Casting the First Stone in the Senate
The Farm Bill might not sound like the most exciting piece of legislation ever to come out of Congress, but it has huge implications for nutrition in the United States. Among other things, the Farm Bill determines support to small farms, promoting farmers’ markets, and, oh yeah, the Supplemental Nutrition Assistance Program (SNAP), what we used to call food stamps.
SNAP is one of the most effective anti-poverty programs, set to expand with increased need and decrease when people no longer need help. Most benefits are modest, and the majority of recipients who are able to work do. In fact, SNAP is effective because it not only helps people get the food they need, but its benefits encourage them to find work.

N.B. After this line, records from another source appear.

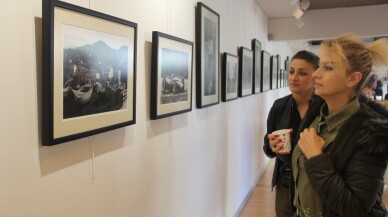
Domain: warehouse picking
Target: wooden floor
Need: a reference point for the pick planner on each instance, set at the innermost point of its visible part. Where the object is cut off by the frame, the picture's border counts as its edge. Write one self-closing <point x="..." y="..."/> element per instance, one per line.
<point x="262" y="201"/>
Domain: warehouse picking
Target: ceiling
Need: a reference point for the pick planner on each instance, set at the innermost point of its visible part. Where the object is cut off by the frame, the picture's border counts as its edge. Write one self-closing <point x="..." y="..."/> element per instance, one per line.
<point x="284" y="8"/>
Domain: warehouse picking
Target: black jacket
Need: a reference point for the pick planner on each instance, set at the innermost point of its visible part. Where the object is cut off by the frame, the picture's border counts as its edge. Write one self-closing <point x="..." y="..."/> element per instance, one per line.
<point x="349" y="177"/>
<point x="279" y="117"/>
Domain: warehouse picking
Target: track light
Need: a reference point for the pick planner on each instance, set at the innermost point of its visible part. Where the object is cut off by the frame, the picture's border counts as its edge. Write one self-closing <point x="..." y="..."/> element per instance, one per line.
<point x="304" y="4"/>
<point x="298" y="12"/>
<point x="301" y="7"/>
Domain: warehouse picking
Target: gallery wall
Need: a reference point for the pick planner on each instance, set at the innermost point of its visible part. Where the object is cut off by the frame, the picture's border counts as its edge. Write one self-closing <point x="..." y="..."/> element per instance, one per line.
<point x="202" y="163"/>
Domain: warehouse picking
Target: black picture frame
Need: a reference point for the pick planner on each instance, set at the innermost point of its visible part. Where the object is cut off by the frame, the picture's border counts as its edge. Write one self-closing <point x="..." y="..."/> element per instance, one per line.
<point x="256" y="47"/>
<point x="274" y="72"/>
<point x="280" y="72"/>
<point x="265" y="71"/>
<point x="246" y="72"/>
<point x="229" y="77"/>
<point x="89" y="72"/>
<point x="207" y="25"/>
<point x="286" y="70"/>
<point x="171" y="75"/>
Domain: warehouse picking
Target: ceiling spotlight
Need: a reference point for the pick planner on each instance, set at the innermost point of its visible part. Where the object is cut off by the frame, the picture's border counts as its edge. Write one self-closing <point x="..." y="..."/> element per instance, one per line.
<point x="304" y="4"/>
<point x="299" y="23"/>
<point x="298" y="12"/>
<point x="293" y="2"/>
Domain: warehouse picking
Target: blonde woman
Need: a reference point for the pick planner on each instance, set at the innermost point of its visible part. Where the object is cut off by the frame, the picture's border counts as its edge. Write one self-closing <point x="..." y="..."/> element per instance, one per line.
<point x="341" y="156"/>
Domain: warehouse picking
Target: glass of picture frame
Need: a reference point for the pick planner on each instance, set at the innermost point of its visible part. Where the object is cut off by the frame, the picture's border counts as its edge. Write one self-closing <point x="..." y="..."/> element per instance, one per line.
<point x="229" y="77"/>
<point x="207" y="25"/>
<point x="246" y="72"/>
<point x="265" y="71"/>
<point x="171" y="75"/>
<point x="256" y="47"/>
<point x="274" y="72"/>
<point x="89" y="72"/>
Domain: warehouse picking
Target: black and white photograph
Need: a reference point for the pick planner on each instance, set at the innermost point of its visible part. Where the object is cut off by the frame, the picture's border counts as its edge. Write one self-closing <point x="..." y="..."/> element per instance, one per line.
<point x="171" y="73"/>
<point x="207" y="51"/>
<point x="256" y="47"/>
<point x="94" y="72"/>
<point x="265" y="71"/>
<point x="286" y="71"/>
<point x="274" y="72"/>
<point x="246" y="72"/>
<point x="174" y="76"/>
<point x="229" y="77"/>
<point x="89" y="72"/>
<point x="280" y="72"/>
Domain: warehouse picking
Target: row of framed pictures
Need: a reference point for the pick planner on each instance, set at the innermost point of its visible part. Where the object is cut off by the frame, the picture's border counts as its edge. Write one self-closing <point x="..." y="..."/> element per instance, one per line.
<point x="89" y="71"/>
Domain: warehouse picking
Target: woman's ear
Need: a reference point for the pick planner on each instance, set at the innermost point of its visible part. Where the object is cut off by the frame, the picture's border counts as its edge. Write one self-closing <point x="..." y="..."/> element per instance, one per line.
<point x="354" y="79"/>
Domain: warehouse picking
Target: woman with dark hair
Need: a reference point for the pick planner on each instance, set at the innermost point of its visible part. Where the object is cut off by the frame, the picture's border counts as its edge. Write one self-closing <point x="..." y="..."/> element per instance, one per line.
<point x="379" y="89"/>
<point x="340" y="160"/>
<point x="286" y="113"/>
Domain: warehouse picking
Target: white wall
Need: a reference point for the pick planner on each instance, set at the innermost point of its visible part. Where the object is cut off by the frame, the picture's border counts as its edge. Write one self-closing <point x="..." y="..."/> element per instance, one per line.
<point x="366" y="21"/>
<point x="202" y="163"/>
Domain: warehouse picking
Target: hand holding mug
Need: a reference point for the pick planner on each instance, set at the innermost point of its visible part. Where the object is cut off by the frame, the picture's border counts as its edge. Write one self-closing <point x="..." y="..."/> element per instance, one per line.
<point x="310" y="143"/>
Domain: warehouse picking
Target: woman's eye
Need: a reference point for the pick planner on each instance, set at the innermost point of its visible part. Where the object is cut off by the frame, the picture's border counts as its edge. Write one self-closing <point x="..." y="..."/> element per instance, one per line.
<point x="328" y="68"/>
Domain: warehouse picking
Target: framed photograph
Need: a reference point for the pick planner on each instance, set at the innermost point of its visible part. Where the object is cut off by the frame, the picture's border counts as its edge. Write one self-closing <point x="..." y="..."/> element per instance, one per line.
<point x="171" y="75"/>
<point x="229" y="77"/>
<point x="89" y="72"/>
<point x="207" y="30"/>
<point x="280" y="72"/>
<point x="246" y="72"/>
<point x="274" y="72"/>
<point x="256" y="47"/>
<point x="265" y="71"/>
<point x="286" y="70"/>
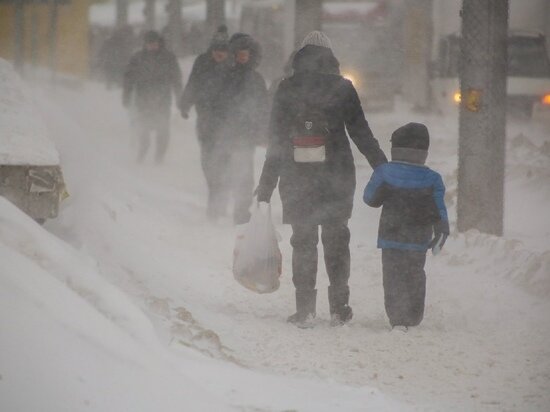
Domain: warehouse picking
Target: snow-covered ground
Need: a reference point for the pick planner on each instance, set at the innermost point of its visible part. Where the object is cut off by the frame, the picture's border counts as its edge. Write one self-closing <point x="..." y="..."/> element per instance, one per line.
<point x="127" y="301"/>
<point x="23" y="136"/>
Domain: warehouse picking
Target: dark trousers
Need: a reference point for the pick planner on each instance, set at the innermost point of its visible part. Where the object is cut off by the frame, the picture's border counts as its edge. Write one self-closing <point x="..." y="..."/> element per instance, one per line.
<point x="214" y="163"/>
<point x="335" y="237"/>
<point x="404" y="286"/>
<point x="241" y="181"/>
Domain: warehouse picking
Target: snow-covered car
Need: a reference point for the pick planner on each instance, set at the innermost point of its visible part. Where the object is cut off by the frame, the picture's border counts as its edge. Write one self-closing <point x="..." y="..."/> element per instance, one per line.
<point x="30" y="172"/>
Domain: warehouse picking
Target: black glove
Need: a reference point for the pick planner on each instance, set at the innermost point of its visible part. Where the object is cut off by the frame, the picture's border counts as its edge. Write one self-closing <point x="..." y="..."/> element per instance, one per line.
<point x="438" y="242"/>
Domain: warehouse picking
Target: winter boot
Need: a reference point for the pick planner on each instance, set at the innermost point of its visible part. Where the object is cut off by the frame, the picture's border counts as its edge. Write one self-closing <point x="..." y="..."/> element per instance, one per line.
<point x="305" y="308"/>
<point x="338" y="299"/>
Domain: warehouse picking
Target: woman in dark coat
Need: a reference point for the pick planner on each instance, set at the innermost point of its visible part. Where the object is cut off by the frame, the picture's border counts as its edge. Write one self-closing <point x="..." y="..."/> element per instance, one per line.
<point x="317" y="191"/>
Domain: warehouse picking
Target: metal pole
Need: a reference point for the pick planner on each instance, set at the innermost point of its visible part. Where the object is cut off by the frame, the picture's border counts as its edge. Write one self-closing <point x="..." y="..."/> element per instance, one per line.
<point x="19" y="38"/>
<point x="175" y="22"/>
<point x="482" y="123"/>
<point x="308" y="17"/>
<point x="52" y="37"/>
<point x="121" y="13"/>
<point x="149" y="13"/>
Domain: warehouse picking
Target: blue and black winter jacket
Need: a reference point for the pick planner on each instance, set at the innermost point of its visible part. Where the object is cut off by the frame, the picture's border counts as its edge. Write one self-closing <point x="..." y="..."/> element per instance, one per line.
<point x="413" y="203"/>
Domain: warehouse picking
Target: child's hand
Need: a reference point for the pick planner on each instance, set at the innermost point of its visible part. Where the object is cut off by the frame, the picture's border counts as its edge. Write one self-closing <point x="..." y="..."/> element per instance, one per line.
<point x="437" y="243"/>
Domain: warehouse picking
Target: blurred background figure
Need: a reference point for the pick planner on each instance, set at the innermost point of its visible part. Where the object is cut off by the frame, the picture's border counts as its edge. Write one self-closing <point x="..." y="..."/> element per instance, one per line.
<point x="152" y="75"/>
<point x="115" y="54"/>
<point x="204" y="90"/>
<point x="246" y="120"/>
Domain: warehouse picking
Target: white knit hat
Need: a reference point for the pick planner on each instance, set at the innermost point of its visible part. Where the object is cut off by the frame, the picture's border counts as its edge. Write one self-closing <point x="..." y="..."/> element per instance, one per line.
<point x="317" y="38"/>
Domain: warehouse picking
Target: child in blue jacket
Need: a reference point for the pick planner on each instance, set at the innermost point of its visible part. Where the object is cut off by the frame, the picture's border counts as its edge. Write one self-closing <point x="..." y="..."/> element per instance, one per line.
<point x="413" y="220"/>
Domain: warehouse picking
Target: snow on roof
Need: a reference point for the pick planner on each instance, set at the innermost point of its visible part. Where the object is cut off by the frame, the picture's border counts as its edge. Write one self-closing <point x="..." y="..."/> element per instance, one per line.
<point x="23" y="136"/>
<point x="103" y="14"/>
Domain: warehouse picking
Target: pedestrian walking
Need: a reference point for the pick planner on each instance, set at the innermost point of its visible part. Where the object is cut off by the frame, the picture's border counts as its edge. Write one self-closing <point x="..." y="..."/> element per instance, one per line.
<point x="205" y="90"/>
<point x="152" y="76"/>
<point x="413" y="220"/>
<point x="309" y="156"/>
<point x="245" y="121"/>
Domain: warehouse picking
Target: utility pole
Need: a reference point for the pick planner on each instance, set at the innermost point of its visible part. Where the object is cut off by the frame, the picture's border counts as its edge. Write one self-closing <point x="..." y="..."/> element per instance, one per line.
<point x="52" y="37"/>
<point x="149" y="12"/>
<point x="418" y="38"/>
<point x="121" y="13"/>
<point x="215" y="15"/>
<point x="482" y="123"/>
<point x="308" y="17"/>
<point x="19" y="38"/>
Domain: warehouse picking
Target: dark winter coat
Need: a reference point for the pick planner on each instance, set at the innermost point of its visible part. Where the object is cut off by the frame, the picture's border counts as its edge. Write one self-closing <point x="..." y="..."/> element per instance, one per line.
<point x="413" y="206"/>
<point x="317" y="193"/>
<point x="150" y="79"/>
<point x="204" y="90"/>
<point x="245" y="101"/>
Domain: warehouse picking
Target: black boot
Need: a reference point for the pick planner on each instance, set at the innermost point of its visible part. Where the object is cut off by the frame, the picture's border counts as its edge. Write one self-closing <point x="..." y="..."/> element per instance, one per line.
<point x="338" y="299"/>
<point x="305" y="308"/>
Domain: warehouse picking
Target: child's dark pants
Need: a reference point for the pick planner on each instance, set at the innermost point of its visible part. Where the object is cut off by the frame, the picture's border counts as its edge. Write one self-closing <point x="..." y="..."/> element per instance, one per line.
<point x="404" y="286"/>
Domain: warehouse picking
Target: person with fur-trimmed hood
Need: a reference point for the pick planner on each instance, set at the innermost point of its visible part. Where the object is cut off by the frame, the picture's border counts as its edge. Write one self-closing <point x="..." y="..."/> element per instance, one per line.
<point x="245" y="120"/>
<point x="151" y="77"/>
<point x="413" y="220"/>
<point x="205" y="90"/>
<point x="309" y="156"/>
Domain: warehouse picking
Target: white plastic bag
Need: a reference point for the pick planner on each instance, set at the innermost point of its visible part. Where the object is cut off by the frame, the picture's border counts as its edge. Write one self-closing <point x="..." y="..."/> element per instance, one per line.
<point x="257" y="260"/>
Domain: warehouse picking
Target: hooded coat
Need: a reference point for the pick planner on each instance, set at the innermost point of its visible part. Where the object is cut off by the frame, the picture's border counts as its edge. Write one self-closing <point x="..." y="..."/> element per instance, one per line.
<point x="317" y="193"/>
<point x="151" y="77"/>
<point x="245" y="95"/>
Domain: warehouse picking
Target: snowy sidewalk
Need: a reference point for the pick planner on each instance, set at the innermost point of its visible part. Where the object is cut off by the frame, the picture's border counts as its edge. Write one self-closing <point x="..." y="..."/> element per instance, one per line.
<point x="482" y="346"/>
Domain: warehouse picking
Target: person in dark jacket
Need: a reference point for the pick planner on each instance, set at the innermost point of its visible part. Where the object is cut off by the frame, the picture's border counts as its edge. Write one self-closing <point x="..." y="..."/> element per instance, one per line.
<point x="245" y="121"/>
<point x="152" y="75"/>
<point x="413" y="208"/>
<point x="204" y="90"/>
<point x="316" y="173"/>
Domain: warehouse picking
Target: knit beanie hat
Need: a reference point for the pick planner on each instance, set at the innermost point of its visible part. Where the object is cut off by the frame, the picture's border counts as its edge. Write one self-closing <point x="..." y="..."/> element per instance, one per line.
<point x="412" y="136"/>
<point x="410" y="143"/>
<point x="152" y="37"/>
<point x="220" y="40"/>
<point x="317" y="38"/>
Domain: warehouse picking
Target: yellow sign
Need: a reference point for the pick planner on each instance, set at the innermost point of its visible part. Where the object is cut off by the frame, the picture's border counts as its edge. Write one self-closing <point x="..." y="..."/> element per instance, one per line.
<point x="472" y="102"/>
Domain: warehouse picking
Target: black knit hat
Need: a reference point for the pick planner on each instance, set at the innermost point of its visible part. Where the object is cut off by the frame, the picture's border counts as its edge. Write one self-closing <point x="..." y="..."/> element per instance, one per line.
<point x="411" y="136"/>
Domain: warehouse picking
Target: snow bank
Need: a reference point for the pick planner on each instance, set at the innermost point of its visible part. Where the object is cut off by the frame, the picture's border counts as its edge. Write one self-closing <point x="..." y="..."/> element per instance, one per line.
<point x="502" y="258"/>
<point x="71" y="341"/>
<point x="23" y="137"/>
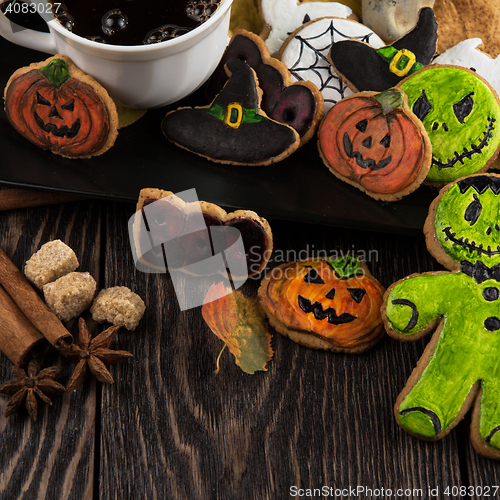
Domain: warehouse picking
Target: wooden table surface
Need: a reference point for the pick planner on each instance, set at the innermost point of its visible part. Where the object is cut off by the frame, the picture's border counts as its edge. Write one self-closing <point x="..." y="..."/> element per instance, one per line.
<point x="171" y="428"/>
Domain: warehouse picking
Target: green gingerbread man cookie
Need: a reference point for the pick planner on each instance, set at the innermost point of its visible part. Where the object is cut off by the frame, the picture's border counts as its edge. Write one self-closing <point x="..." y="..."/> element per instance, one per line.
<point x="461" y="114"/>
<point x="460" y="366"/>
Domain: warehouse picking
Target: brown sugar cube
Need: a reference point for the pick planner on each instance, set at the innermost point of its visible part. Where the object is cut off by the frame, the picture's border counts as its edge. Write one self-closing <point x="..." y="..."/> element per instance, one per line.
<point x="53" y="260"/>
<point x="70" y="295"/>
<point x="118" y="305"/>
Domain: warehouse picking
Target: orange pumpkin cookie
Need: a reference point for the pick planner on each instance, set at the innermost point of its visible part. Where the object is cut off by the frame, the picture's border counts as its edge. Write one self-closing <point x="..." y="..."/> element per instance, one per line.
<point x="59" y="108"/>
<point x="376" y="143"/>
<point x="324" y="304"/>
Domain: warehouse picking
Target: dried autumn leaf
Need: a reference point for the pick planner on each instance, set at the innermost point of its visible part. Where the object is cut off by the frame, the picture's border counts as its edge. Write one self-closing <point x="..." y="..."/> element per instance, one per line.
<point x="241" y="324"/>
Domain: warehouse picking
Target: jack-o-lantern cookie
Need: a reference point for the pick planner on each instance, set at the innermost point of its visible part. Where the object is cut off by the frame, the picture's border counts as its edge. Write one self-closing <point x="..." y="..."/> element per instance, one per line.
<point x="59" y="108"/>
<point x="324" y="304"/>
<point x="233" y="128"/>
<point x="172" y="233"/>
<point x="298" y="105"/>
<point x="460" y="112"/>
<point x="375" y="143"/>
<point x="364" y="67"/>
<point x="305" y="53"/>
<point x="460" y="366"/>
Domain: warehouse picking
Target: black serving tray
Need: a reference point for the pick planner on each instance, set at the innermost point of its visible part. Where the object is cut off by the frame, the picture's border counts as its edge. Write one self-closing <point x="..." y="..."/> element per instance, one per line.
<point x="299" y="188"/>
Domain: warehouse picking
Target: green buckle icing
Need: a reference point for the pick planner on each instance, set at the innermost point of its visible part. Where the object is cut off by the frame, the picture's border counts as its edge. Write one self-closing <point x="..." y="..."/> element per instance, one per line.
<point x="249" y="115"/>
<point x="346" y="267"/>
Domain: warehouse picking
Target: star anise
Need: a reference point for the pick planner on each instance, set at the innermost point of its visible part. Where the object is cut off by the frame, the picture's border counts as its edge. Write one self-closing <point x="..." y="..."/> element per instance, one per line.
<point x="92" y="355"/>
<point x="27" y="386"/>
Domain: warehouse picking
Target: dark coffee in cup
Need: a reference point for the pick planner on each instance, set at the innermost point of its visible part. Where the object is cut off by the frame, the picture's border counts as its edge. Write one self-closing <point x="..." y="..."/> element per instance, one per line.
<point x="132" y="22"/>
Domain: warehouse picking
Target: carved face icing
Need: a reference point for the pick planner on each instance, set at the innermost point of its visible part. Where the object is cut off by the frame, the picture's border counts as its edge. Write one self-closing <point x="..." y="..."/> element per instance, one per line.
<point x="460" y="112"/>
<point x="467" y="220"/>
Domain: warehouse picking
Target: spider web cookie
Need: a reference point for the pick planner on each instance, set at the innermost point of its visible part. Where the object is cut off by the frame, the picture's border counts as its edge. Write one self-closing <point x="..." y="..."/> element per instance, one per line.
<point x="305" y="53"/>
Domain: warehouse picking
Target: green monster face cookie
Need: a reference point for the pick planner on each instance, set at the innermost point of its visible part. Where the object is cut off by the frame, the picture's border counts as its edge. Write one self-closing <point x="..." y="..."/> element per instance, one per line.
<point x="467" y="220"/>
<point x="460" y="112"/>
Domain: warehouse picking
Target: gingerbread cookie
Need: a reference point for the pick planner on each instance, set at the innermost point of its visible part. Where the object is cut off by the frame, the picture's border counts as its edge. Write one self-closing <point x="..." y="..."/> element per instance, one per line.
<point x="392" y="19"/>
<point x="469" y="54"/>
<point x="460" y="111"/>
<point x="282" y="17"/>
<point x="298" y="105"/>
<point x="324" y="304"/>
<point x="305" y="53"/>
<point x="59" y="108"/>
<point x="375" y="143"/>
<point x="363" y="67"/>
<point x="169" y="232"/>
<point x="233" y="129"/>
<point x="459" y="367"/>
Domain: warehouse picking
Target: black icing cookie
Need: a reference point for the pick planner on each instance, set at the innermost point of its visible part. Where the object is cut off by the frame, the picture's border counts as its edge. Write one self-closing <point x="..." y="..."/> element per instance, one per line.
<point x="363" y="67"/>
<point x="299" y="104"/>
<point x="233" y="128"/>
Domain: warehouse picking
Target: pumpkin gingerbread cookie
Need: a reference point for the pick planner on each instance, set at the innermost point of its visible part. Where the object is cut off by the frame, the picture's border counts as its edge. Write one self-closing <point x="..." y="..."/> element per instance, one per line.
<point x="324" y="304"/>
<point x="375" y="143"/>
<point x="460" y="365"/>
<point x="59" y="108"/>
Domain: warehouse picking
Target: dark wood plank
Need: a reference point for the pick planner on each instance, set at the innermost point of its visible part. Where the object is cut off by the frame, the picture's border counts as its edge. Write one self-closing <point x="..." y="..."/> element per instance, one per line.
<point x="175" y="429"/>
<point x="54" y="456"/>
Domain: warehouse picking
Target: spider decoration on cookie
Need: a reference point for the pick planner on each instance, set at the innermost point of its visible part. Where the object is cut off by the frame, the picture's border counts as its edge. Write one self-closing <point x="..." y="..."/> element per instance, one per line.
<point x="460" y="367"/>
<point x="460" y="112"/>
<point x="305" y="53"/>
<point x="364" y="67"/>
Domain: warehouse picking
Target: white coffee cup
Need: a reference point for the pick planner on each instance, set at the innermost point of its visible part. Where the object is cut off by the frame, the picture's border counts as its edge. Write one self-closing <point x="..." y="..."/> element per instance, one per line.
<point x="141" y="76"/>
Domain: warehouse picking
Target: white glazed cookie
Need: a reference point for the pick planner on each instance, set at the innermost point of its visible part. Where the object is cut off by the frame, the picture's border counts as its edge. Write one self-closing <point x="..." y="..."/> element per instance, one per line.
<point x="281" y="17"/>
<point x="305" y="53"/>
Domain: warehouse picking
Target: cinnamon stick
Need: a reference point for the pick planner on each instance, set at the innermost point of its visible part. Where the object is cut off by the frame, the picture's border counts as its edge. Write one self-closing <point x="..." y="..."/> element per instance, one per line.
<point x="24" y="198"/>
<point x="19" y="339"/>
<point x="32" y="305"/>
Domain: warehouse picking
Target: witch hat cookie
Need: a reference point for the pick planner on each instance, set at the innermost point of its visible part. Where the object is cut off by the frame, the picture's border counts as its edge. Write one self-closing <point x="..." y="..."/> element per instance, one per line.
<point x="363" y="67"/>
<point x="233" y="128"/>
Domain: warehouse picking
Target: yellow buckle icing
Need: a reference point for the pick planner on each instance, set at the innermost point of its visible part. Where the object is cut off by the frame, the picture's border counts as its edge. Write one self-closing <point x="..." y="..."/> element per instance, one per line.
<point x="393" y="67"/>
<point x="230" y="119"/>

Unfortunately, it seems like both houses in Congress are set on changing the SNAP program for the worse. Putting aside the cuts the House has planned for nutrition assistance that would kick 2 million people off the program, the Senate recently accepted by unanimous consent a change to SNAP that flies in the face of the criminal justice system and will probably have racially discriminating effects.
Sen. David Vitter proposed an amendment that blocks any person who had ever been convicted of rape, murder, or child sexual abuse from receiving SNAP benefits for life. Under his logic, this means that murderers and rapists will not get SNAP benefits. But it completely ignores the fact that many people who commit violent crimes have gone on to serve jail time for their actions and have since reformed. The last time we checked, the punishment for committing a crime is jail, not hunger.
Worse, we have to remember that our court system has historically held strong racial biases, which continue to this day.
This is unfair. It is unfair to people who have been through the criminal justice system (whether their punishment was justified or not), and it is unfair to their families, who would receive lower benefits as well. In fact, the reality that ex-offenders often cannot find work and are ineligible for other benefits is a huge contributor to repeat offenses. By setting up our society to keep punishing people after they have already been to jail, we are simply making it harder for anyone to live a new life.
Our faith teaches us that we can be reconciled to those who have wronged us. We are told to love people in their current state, not analyze misdeeds they may have committed in the past. Endless punishment is contrary to our most basic values, as is the continuing saga of racial discrimination – especially in the justice system.
A crime committed at the age of 19 should not keep an elderly grandfather from having enough to eat. The Senate should reconsider this out-of-line amendment that twists our efforts to help into something darker. SNAP works, and we have an obligation to make sure that it works for everyone who needs it.
Janelle Tupper is Campaigns Assistant for Sojourners.